En cambio las artes charlatanas de la idea suelen, por regla general, querer hacerse con la realidad (o con lo que ellas llaman así), para conducirla, manipularla, representarla o pretender transformarla. Suelen ser estas artes muy esquemáticas, supeditadas a su plebeyo apostolado, como mercaderes ambulantes. Pero la realidad no se deja apropiar tan fácilmente. Ya lo decía Ramón Gaya, adelantándose décadas a las más sutiles constataciones de la mecánica cuántica: la realidad, cuando se siente estudiada, huye. Y añadía aquella distinción maravillosa entre el creador -obediente a los dictados de la realidad, como Velázquez- y el artista, la vana industriosidad del arte, el estéril postureo de la artesanía artística, con sus ínfulas de superioridad.

Un gran torero, como un creador, no puede encerrarse en un estilo –esa cárcel, dice Gaya, fabricada por el hombre cuando tiene miedo-: sólo le queda ante la desnudez originaria del animal encontrarse con la suya propia y obedecer a los dictados de aquella fuerza surgente que embiste y que él debe, al lidiar, conducir con elegancia y garbo hasta la muerte. El mundo instrumental y utilitario no soporta esta libertad, esta inmensa apertura ante la incertidumbre que requiere, cada vez, en cada corrida de toros, inventar el toreo nuevamente. El mundo de las ideas manipulables, de las ideas útiles, instrumentalizantes se ensaña entonces contra el arte del toreo por razones en las que retumba el trueno negro de esa mitología, el progresismo, y la espantosa certeza del hombre blanco que se cree, por ser de hoy, hombre sin ceremonias ni plegarias, superior a todo lo que lo ha precedido.
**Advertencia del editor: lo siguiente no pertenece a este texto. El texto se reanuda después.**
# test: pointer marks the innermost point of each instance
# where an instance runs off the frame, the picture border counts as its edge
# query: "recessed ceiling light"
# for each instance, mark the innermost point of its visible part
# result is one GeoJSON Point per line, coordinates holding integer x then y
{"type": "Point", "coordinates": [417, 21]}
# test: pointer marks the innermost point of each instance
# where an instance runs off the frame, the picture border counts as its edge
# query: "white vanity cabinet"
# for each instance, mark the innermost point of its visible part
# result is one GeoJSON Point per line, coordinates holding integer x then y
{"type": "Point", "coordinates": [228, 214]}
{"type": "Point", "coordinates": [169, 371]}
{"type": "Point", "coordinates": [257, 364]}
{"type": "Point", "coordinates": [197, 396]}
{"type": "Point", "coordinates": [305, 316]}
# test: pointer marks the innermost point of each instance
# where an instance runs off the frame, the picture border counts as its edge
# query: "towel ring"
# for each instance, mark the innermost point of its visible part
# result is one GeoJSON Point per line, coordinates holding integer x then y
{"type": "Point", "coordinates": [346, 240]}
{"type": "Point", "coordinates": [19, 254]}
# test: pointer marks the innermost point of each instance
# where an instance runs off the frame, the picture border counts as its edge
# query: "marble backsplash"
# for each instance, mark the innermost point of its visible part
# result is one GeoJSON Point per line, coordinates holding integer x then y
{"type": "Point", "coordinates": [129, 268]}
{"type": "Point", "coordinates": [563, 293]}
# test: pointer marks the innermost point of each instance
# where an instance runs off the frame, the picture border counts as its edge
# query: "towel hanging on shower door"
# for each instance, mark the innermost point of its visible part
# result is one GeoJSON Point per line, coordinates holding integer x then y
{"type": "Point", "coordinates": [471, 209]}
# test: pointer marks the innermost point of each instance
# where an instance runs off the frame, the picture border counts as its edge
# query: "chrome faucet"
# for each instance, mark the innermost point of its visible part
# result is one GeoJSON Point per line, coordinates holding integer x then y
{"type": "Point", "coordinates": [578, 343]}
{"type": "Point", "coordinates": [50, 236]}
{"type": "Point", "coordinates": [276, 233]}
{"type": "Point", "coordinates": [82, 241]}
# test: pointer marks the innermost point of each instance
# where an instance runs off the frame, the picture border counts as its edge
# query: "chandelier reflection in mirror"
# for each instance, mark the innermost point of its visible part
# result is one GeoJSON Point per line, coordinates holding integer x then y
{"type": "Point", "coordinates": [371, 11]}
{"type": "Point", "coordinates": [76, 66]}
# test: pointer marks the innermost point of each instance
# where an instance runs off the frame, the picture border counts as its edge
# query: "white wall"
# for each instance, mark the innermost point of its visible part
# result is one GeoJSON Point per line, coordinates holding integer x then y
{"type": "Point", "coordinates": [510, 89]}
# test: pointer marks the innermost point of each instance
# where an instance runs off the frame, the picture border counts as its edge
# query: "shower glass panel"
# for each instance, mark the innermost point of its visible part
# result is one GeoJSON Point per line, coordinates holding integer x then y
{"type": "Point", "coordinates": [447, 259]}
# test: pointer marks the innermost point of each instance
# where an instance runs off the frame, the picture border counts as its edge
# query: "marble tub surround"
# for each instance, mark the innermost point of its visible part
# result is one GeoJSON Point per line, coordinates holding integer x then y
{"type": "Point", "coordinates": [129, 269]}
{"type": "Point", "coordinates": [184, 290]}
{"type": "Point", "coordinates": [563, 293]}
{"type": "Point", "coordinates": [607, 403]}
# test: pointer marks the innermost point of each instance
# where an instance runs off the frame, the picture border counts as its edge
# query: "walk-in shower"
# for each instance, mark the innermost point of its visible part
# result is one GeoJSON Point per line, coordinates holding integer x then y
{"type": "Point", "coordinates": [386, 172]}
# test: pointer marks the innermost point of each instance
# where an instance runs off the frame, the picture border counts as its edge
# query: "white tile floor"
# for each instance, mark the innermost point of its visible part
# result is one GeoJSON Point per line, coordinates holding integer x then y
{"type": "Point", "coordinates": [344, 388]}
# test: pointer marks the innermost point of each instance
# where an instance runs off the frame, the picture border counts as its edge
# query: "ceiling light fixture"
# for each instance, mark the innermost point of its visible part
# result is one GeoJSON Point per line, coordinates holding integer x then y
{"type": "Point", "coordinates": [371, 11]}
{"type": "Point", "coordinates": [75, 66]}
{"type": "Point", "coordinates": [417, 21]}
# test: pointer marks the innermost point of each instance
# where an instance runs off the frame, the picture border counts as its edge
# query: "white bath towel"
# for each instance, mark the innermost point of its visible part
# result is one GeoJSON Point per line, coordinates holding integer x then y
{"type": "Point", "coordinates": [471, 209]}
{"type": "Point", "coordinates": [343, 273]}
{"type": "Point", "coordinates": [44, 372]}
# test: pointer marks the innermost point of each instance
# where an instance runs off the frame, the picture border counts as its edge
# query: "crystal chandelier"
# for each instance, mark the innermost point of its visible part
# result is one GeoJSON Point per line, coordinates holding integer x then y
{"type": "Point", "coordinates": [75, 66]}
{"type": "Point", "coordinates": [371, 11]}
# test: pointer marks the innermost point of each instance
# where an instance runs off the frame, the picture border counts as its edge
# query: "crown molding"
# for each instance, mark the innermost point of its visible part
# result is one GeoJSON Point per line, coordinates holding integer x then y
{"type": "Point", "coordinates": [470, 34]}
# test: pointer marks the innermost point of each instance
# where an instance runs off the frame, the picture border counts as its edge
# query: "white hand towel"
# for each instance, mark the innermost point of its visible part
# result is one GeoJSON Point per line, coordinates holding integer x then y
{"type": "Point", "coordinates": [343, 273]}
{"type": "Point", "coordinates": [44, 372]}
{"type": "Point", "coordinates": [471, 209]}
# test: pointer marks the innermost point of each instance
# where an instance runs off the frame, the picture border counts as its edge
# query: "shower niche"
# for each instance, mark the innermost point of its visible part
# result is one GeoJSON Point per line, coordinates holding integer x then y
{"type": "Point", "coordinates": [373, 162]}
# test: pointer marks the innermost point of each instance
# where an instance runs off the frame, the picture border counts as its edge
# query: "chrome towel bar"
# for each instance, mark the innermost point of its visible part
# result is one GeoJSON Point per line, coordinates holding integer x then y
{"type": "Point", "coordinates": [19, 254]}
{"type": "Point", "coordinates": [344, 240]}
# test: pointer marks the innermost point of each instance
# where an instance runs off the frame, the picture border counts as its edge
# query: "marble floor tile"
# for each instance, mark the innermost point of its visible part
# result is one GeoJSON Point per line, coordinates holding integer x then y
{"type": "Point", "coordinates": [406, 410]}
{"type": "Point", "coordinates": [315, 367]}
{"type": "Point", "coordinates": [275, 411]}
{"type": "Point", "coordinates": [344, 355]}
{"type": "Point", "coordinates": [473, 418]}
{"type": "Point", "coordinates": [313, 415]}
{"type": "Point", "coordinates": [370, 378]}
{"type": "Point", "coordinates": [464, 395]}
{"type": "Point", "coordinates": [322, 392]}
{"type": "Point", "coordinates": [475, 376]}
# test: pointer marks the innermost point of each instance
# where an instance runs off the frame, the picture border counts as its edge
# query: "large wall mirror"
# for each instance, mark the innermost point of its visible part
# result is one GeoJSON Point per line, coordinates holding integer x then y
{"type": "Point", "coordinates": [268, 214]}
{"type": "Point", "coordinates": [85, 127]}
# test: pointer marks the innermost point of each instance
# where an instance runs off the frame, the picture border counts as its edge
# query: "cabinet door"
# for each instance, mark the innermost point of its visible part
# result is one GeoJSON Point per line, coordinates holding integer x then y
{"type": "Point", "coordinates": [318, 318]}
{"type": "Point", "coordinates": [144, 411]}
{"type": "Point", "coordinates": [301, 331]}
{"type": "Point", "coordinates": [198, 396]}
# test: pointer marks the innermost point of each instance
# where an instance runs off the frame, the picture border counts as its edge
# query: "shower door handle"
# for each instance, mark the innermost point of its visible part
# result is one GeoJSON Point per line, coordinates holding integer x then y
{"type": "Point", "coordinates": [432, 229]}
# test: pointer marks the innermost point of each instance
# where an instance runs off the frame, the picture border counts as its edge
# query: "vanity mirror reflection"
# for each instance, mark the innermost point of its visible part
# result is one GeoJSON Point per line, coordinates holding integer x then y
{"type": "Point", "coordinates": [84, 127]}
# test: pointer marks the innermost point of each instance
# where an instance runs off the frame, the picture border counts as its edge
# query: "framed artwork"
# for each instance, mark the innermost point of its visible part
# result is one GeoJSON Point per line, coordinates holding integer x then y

Victor Gómez Pin, en un libro reciente cuya lectura se me asoma urgente -La España que tanto quisimos– se ocupa del lugar del rito taurino en la contienda española de la actualidad. Recuerda a Ortega, que no era aficionado, pero quien hizo ‘su deber de intelectual’ al pensar el toreo. Quizás hay, entonces, otra razón turbia -otra sinrazón- por la cual los ideólogos -que son a la idea lo que los iconófilos fueron a la imagen, es decir oficiantes de un sospechoso fetichismo- se ensañan también contra el toreo: porque a diferencia de la idea-cosa, principista y ciega que les sirve a los moralistas y a los progresistas de cartela, en el toreo, donde no puede haber ideas para mercadear, lo que sí hay, como potencia, en la salvaguarda de la realidad que allí se hace ceremonialmente presente, es pensamiento. Pensamiento real y vivo del sitio, de los sitios, y por ende del mundo y de nuestro lugar en él, desde siempre.


Luis Pérez Oramas es Poeta e historiador del arte. Es autor de ocho libros de poesía, cuatro recopilaciones de ensayos y numerosos catálogos de exposiciones de arte. Ha colaborado en diversas revistas literarias y de arte en América Latina y Europa.